Boze. Jesli jestes. Jesli kochasz. Prosze....

AMEN.

odyseya : :
sty 06 2004 chryzantemy
Komentarze: 6

Zdradziłas kurwo mnie

Rzucę się w morskie fale,

Ale nie utopie się,

Bo pływam doskonale!

 

Chryzantemy złociste

W półlitrówce po czystej,

Stoja na fortepianie

I nie podlewa ich KURWA nikt

 

Zdaradzilas kurwo mnie

Kupię sobie pistolet,

Ale nie zabije się,

Bo mam cię głęboko w dupie !!!

 

Chryzantemy złociste...

I wrocily stare klimaty z obozu.

Wyszlam z domu wkurwiona na maksa w biegu potykajac sie o wlasne glany wcinalam obwarzanki (glowny skladnik mojej diety). Wymyslalam co moge zrobic staremu. Jedna zbiorka wszystko zmienila, poprawila. Kocham tych ludzi. To jak druga rodzina. Pogadalismy troche o mandarynkach, pomidorkach [:)] i o tym co sie dzieje z ludzmi gdy za dlugo przesiaduja na czacie 'seks'. Heh do takich wlasnie nalezy Kama :)

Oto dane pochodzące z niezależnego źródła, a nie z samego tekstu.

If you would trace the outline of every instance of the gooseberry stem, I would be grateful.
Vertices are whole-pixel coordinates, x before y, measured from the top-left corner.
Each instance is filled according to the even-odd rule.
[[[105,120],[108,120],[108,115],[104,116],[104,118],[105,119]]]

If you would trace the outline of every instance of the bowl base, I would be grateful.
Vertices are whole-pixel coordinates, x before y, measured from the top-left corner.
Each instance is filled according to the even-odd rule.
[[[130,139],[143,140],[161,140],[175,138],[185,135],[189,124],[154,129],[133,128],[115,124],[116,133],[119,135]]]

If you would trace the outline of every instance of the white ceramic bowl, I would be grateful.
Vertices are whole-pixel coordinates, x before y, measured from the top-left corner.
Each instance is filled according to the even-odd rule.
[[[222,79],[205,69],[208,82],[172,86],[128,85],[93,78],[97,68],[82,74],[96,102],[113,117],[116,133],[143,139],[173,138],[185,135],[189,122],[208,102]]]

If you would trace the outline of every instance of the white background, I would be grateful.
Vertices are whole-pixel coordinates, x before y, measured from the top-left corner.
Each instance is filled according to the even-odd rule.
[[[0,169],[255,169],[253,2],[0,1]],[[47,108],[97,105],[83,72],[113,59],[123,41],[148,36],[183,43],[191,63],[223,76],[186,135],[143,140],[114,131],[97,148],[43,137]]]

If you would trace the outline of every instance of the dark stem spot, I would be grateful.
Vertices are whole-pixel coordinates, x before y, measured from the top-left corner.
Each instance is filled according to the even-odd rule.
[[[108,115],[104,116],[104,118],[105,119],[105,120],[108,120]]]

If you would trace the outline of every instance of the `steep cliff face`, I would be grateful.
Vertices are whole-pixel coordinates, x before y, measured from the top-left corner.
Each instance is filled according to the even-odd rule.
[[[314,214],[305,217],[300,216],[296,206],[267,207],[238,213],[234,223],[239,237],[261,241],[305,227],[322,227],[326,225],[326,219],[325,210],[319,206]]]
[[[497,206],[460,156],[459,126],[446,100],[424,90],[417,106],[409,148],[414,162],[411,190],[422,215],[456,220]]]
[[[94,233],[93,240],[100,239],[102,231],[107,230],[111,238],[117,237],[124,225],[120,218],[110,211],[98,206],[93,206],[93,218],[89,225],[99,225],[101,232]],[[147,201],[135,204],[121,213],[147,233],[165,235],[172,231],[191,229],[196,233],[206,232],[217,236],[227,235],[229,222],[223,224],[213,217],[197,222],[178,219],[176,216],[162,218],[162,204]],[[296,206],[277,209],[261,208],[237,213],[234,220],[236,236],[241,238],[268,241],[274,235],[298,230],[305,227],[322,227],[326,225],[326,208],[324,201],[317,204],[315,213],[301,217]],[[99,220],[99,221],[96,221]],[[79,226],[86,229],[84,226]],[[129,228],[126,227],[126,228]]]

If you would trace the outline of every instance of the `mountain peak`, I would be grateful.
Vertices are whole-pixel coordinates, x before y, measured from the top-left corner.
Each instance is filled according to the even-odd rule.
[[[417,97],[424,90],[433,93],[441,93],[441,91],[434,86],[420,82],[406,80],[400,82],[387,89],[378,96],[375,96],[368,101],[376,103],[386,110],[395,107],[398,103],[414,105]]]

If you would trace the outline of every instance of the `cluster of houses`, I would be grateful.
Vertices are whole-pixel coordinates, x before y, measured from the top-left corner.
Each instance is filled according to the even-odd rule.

[W kawiarni na basenie.] Pukam w szybe oddzielajaca nas od jakis chlopaczkow. Odwracam sie plecami i czekam na ich reakcje.

[?] - heeej co to ma znaczyc?

odwracam sie...

[O BOZEEE!!!] no tak ten chlopak mi sie akurat podoba!!!!!

ekhem... juz nie ;]

 

odyseya : :
sty 05 2004 mur, srebrna tarcza
Komentarze: 7

I bylismy tacy wtuleni, wpatrzeni w kolor nocy i nikt i nic zdawalo sie do nie docierac. Czulam jego policzek na mojej szyji. Jego cieply glos byl wystarczajacy, nie czulam zimna. Zaledwie jeden ruch. Jedno ukratkowe spojrzenie. Wystarczyloby cokolwiek. Chcialam to zrobic, nawet bardzo. Jakas beznadziejna blokada wlaczyla sie. Wiedzialam, ze nie moge. Widac wino za malo uderzylo mi do glowy. Pozniej.. pozniej nie bylo odwrotu, myslal, ze go unikam specjalnie, gdy tak naprawde chcialam go miec przy sobie.

Dziwna historia. Do dzis nie moge pojac dlaczego to sie potoczylo wlasnie w ten sposob. Zdawaloby sie, ze zniknela, ale nie ona jest. Niczym stal, niezniszcalne i zimne srebro. Niezniszczalny mur. Nie przepuszcza ludzkich uczuc.

On o tym wie...

Nic z tego, nie w tym zyciu.

You can change this world... WITH ME.